Search Unity

Only one agent moves when using Self-Play for training

Discussion in 'ML-Agents' started by AndyWarrior, Mar 24, 2020.

  1. AndyWarrior

    AndyWarrior

    Joined:
    Feb 9, 2017
    Posts:
    6
    Hello,

    I have two agents that I want to train using self-play. The red agent is trying to catch the green one, while the green one is trying to escape. The red agent has a Team ID = 0 and the green agent has a Team ID = 1.

    When I start the training only one of the agents is moving (the green one with Team ID = 1). However, if I disable the green agent and start training again, the red agent trains normally. It seems to be an issue when the two agents are training at the same time. I have the self_play parameter in my trainer_config.yaml.

    Is there any special configuration that I need to do to allow my two agents to train at the same time? I basically followed the soccer example, so I know it is possible for both of them to train together, it just seems like I'm doing something wrong.

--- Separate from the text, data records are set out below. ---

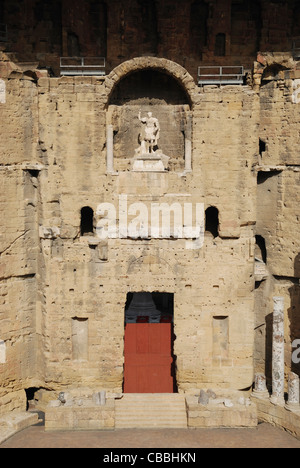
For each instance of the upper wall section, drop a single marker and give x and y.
(189, 32)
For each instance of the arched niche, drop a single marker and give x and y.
(149, 85)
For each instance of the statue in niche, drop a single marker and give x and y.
(148, 157)
(151, 133)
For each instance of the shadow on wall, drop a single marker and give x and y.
(294, 321)
(294, 311)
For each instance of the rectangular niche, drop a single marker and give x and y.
(220, 337)
(79, 339)
(2, 352)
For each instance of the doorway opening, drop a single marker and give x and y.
(149, 360)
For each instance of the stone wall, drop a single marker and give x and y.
(190, 32)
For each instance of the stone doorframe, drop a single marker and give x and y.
(168, 67)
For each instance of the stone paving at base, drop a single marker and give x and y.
(264, 436)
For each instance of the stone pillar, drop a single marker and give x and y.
(109, 149)
(278, 352)
(293, 391)
(260, 387)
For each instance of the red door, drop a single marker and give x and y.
(148, 358)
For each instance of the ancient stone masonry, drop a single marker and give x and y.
(101, 177)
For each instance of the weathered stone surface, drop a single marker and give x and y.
(68, 143)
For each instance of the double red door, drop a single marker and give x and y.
(148, 358)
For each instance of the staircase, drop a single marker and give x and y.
(155, 410)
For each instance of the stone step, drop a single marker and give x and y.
(151, 411)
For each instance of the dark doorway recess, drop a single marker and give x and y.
(150, 363)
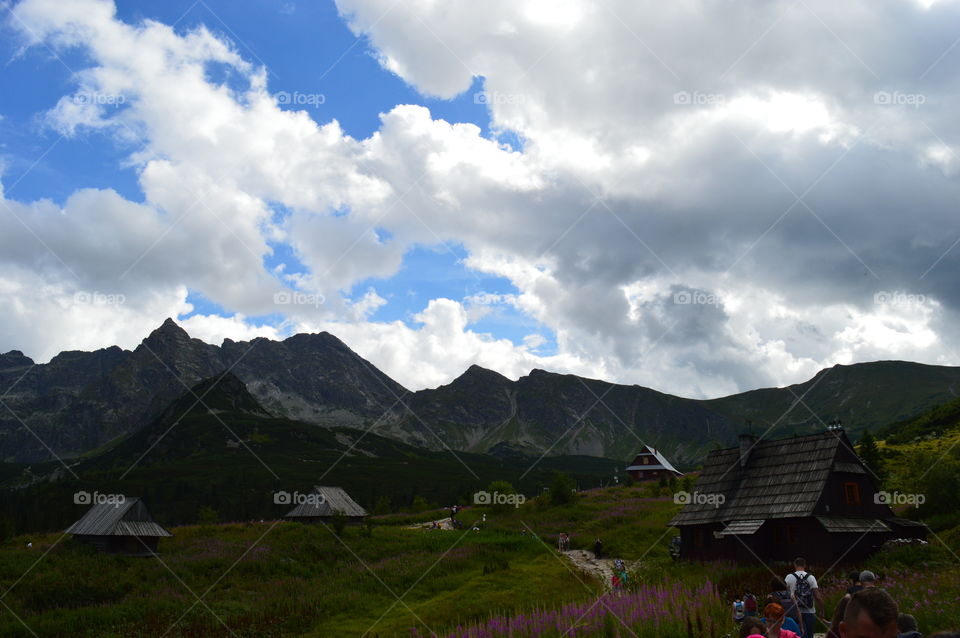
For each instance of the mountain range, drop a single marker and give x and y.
(81, 401)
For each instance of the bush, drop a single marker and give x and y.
(339, 522)
(561, 489)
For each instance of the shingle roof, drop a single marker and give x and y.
(129, 518)
(782, 479)
(857, 525)
(334, 499)
(662, 462)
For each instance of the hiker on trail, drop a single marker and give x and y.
(868, 579)
(781, 595)
(753, 627)
(775, 619)
(804, 590)
(739, 611)
(907, 626)
(870, 613)
(856, 585)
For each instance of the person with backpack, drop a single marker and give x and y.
(739, 611)
(805, 592)
(781, 595)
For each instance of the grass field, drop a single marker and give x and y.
(289, 579)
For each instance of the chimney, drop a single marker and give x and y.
(747, 441)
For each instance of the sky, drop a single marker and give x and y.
(698, 197)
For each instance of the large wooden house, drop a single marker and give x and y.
(323, 503)
(805, 496)
(651, 464)
(119, 528)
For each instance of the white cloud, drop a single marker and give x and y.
(626, 192)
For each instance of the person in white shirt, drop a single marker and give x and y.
(803, 589)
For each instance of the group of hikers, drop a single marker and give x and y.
(790, 610)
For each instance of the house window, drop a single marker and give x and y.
(791, 533)
(851, 493)
(698, 538)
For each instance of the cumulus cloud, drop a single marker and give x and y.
(708, 198)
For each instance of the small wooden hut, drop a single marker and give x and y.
(323, 502)
(651, 464)
(120, 528)
(806, 496)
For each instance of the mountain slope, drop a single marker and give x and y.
(863, 395)
(80, 401)
(229, 454)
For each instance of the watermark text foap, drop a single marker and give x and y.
(899, 498)
(296, 298)
(698, 98)
(898, 299)
(96, 298)
(497, 99)
(696, 298)
(297, 498)
(699, 498)
(486, 498)
(297, 98)
(96, 498)
(99, 99)
(896, 98)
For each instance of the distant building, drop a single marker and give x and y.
(119, 528)
(323, 502)
(651, 464)
(807, 496)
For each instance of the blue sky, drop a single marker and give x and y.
(702, 201)
(307, 49)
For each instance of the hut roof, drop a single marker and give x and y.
(661, 464)
(782, 479)
(334, 499)
(129, 518)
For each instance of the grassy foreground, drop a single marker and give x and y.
(288, 579)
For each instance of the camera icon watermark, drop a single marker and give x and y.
(714, 500)
(96, 298)
(896, 98)
(297, 98)
(486, 498)
(99, 99)
(899, 498)
(497, 98)
(96, 498)
(296, 298)
(698, 98)
(296, 498)
(696, 298)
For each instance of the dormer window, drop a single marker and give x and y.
(851, 493)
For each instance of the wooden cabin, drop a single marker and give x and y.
(323, 502)
(120, 528)
(806, 496)
(651, 464)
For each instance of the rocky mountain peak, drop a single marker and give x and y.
(14, 359)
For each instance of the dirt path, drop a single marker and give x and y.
(601, 569)
(444, 523)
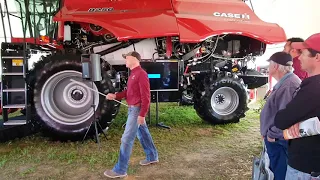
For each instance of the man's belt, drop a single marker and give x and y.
(135, 105)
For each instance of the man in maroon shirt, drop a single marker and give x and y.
(137, 95)
(295, 53)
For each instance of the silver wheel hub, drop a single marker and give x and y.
(224, 101)
(67, 102)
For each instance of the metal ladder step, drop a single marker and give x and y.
(14, 122)
(12, 74)
(12, 57)
(18, 106)
(14, 90)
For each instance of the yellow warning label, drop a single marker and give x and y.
(17, 62)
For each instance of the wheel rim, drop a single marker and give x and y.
(224, 101)
(67, 102)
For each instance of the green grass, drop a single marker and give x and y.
(33, 156)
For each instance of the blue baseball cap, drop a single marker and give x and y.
(282, 58)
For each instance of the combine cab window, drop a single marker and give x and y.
(30, 18)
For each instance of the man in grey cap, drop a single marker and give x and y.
(281, 69)
(138, 97)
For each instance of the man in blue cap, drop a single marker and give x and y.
(281, 69)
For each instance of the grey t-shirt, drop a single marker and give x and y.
(281, 95)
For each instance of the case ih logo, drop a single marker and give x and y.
(231, 15)
(100, 9)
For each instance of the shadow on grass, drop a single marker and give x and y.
(31, 156)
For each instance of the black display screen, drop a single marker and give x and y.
(163, 75)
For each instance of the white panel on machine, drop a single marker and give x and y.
(145, 47)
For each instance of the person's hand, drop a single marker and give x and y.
(294, 130)
(270, 140)
(111, 96)
(141, 120)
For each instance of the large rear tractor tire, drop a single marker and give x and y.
(224, 101)
(62, 107)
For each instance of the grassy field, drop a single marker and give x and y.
(191, 149)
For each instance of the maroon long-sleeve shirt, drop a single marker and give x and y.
(297, 69)
(138, 90)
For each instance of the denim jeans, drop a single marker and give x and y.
(278, 155)
(293, 174)
(132, 130)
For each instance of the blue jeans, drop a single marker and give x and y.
(293, 174)
(278, 155)
(132, 130)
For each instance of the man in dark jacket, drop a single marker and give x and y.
(303, 153)
(295, 53)
(281, 69)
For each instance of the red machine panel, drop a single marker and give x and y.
(199, 19)
(192, 20)
(126, 19)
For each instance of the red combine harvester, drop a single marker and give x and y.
(195, 51)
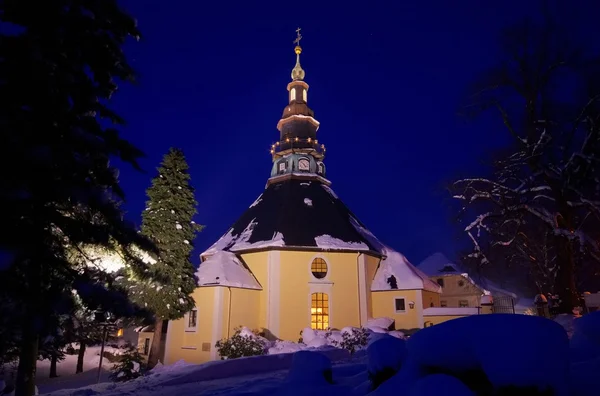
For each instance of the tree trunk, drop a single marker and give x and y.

    Screen Shot 2020-03-23 at 6.22.01 PM.png

    Screen Shot 2020-03-23 at 6.39.37 PM.png

    Screen Shot 2020-03-23 at 6.39.49 PM.png

    Screen Shot 2020-03-23 at 6.23.27 PM.png

    Thanks for any help you can provide.
     
  2. mbaske

    mbaske

    Joined:
    Dec 31, 2017
    Posts:
    473
    Not sure self-play is applicable here, because your two agents have different goals. Try training them as distinct agents, without the self-play option. Also, 2x512 units looks like overkill, given the small number of observables and actions. You can reduce that quite a bit, try 2x128 or even less. Since you're using discrete actions, you can set smaller batch and buffer sizes as well, see https://github.com/Unity-Technologies/ml-agents/blob/master/docs/Training-PPO.md#batch-size
     
    AndyWarrior likes this.
  3. AndyWarrior

    AndyWarrior

    Joined:
    Feb 9, 2017
    Posts:
    6
    Thanks for the reply, training them separately makes sense, since they have different goals. Just curious why the second agent is not moving in this case? Even is self-play is not applicable here it should still move right? Or is there something that Unity does to detect wether or not both agents have the same goal and decide that self-play is not the right choice?
     
  4. ultimatepixel

    ultimatepixel

    Joined:
    Mar 28, 2020
    Posts:
    1
    I've had the same issue and my two agents were actually doing the same exact action (trying to stab each other).
    After a few days I finally found a fix - add the Decision Requester component to your agents.
     
    WalkLearner likes this.
  5. LexVolkov

    LexVolkov

    Joined:
    Sep 14, 2014
    Posts:
    62
    For different tasks - different brains.

    Why doesn’t your agent go? Maybe try to put together green_tag and red_tag in the settings of the ray sensors.
     
  6. WalkLearner

    WalkLearner

    Joined:
    Mar 12, 2020
    Posts:
    10
    Thanks! you save my life! it actually works like a charm! I still don't know the reason, because I manually added decision request in the code with the same settings as the component in the inspector. Somehow, only the decision requester as a component runs normally with self-play.
     
  7. AndrewGri

    AndrewGri

    Joined:
    Jan 30, 2020
    Posts:
    12
    I also try to train two different agents having the same scenario. I trained one separately and now I'm going to train another one, having the trained one playing as inference.
    And I have a question. When 1 agent catches another, I need to to reset both agents. But I guess that reset should be initiated by only that agent which is training now, not that which is inference.
    I assume that inference agent should not call Done() when catching training agent. So I need to check from the agent script if the current mode is inference or not.
    How to do that?

    ps. I temporarily solved this but introducing another public variable to agent script, but it is not convenient or course.
     
  8. WalkLearner

    WalkLearner

    Joined:
    Mar 12, 2020
    Posts:
    10
    I think in any games, you should reset all agents for fairness or for the definition of a GAME. The inference agents can also be reset if you add the commend Done() in 0.14 or EndEpisode() in 0.15 for them. The reset should not affect your inference agent's performance, if you had trained them well. However, in an adversarial scenario, I would recommend to train both agents at the same time not separately, because asymmetric self-play is already good enough and time saving for training two models.